Health Research Training Platforms
The Health Research Training Platforms (HRTPs) are designed to ensure that health research trainees and early career researchers are best positioned to navigate a dynamic health research landscape with evolving research directions, practices and technologies.
Of the 13 unique HRTPs launched in 2022 (a total investment of $31.1M over six years), the Institute partnered on two.
The Improving Health Outcomes through Better Models of Care for Multimorbidity* platform focuses on the development of trainees on the design, implementation and evaluation of health system or service interventions that improve the prevention, treatment and management of multimorbidity. This HRTP embeds experiential learning opportunities, networking, as well as training and mentoring of fellows and clinical researchers.

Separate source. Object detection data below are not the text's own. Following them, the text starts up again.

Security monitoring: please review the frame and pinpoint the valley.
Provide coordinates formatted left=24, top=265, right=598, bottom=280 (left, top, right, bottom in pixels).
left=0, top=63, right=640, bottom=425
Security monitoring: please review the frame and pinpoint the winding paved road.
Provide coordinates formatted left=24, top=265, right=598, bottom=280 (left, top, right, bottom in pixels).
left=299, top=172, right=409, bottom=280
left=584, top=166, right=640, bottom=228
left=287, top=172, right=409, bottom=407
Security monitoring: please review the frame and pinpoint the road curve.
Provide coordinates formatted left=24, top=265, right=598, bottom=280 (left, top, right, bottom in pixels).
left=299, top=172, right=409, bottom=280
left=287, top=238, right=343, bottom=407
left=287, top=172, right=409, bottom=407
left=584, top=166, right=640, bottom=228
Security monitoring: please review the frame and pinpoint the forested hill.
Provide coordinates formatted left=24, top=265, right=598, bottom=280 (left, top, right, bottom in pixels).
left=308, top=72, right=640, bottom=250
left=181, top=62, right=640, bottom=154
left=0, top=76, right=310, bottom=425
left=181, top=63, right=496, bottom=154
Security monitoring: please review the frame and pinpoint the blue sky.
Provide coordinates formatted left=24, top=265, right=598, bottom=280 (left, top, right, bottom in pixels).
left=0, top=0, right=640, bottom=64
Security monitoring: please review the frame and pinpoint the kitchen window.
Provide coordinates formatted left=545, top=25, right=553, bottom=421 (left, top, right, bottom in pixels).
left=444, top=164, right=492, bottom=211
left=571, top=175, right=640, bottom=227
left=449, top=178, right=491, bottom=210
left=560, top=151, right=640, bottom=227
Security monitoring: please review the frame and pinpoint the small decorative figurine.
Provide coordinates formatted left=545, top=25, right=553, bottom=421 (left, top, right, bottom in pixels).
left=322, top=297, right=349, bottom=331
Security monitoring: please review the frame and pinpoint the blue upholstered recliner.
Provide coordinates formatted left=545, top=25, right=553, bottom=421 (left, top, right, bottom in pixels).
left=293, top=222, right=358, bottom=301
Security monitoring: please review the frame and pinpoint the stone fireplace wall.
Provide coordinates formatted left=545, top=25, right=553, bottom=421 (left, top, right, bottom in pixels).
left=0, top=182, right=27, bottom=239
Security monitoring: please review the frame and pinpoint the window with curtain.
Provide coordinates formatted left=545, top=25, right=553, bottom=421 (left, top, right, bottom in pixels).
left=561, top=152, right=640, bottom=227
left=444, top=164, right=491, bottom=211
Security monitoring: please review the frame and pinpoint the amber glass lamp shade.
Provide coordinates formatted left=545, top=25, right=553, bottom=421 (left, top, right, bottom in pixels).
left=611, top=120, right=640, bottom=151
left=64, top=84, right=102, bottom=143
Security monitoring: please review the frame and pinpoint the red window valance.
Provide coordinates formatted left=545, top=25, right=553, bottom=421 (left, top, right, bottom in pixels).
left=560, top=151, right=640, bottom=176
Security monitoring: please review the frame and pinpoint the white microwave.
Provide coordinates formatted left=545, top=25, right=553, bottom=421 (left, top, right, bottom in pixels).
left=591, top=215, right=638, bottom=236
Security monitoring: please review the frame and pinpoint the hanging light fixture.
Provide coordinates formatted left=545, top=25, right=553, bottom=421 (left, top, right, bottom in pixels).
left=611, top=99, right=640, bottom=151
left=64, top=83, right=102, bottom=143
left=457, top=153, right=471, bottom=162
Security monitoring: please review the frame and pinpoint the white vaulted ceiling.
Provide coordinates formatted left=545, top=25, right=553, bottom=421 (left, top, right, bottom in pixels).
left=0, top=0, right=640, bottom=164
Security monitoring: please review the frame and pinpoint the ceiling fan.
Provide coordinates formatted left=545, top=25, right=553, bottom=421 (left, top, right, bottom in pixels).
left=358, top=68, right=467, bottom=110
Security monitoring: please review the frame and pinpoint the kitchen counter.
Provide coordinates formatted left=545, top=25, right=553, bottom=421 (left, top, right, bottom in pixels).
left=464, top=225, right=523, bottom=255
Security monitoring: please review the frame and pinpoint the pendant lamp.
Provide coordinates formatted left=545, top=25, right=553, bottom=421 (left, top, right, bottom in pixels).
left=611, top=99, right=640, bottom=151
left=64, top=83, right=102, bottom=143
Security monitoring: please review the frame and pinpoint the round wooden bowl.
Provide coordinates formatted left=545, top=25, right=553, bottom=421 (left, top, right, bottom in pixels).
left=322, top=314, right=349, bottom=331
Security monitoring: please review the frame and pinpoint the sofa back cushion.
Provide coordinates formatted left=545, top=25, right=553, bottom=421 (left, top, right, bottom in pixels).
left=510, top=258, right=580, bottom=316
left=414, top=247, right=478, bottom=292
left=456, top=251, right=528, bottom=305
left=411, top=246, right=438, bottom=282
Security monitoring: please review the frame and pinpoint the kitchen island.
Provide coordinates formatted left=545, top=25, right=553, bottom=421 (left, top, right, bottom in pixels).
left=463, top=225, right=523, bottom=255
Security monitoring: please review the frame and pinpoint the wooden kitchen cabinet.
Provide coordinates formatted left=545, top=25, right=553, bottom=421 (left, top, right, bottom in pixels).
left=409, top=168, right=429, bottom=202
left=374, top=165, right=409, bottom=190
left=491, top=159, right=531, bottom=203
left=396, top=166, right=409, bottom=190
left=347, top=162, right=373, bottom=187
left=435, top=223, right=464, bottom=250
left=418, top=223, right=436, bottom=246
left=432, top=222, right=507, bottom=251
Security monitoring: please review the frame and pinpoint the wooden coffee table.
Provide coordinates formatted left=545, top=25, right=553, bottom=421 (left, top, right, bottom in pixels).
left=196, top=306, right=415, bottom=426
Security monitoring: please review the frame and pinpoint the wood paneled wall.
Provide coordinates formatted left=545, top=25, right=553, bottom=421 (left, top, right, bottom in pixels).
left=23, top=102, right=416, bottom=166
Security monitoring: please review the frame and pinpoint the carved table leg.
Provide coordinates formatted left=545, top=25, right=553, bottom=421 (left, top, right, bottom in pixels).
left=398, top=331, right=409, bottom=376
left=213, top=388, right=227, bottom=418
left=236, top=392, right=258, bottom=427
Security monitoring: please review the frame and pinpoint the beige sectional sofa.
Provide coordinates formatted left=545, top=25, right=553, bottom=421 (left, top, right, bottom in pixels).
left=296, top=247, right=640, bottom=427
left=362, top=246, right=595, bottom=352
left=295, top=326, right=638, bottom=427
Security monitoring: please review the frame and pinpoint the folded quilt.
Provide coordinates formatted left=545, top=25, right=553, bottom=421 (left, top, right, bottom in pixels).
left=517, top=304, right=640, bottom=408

The Vascular Cognitive Impairment** platform prioritizes developing capacity across the CIHR research themes to unravel the complexity of, and changes to, blood flow to the brain as it relates to vascular cognitive impairment, including vascular dementia in ageing populations. This HRTP includes training on patient-oriented, team-based and translational research.
* CIHR Institutes of Circulatory and Respiratory Health (ICRH); Health Services and Policy Research (IHSPR).
** CIHR Institutes of Aging; Circulatory and Respiratory Health (ICRH); Neurosciences, Mental Health and Addiction (INMHA).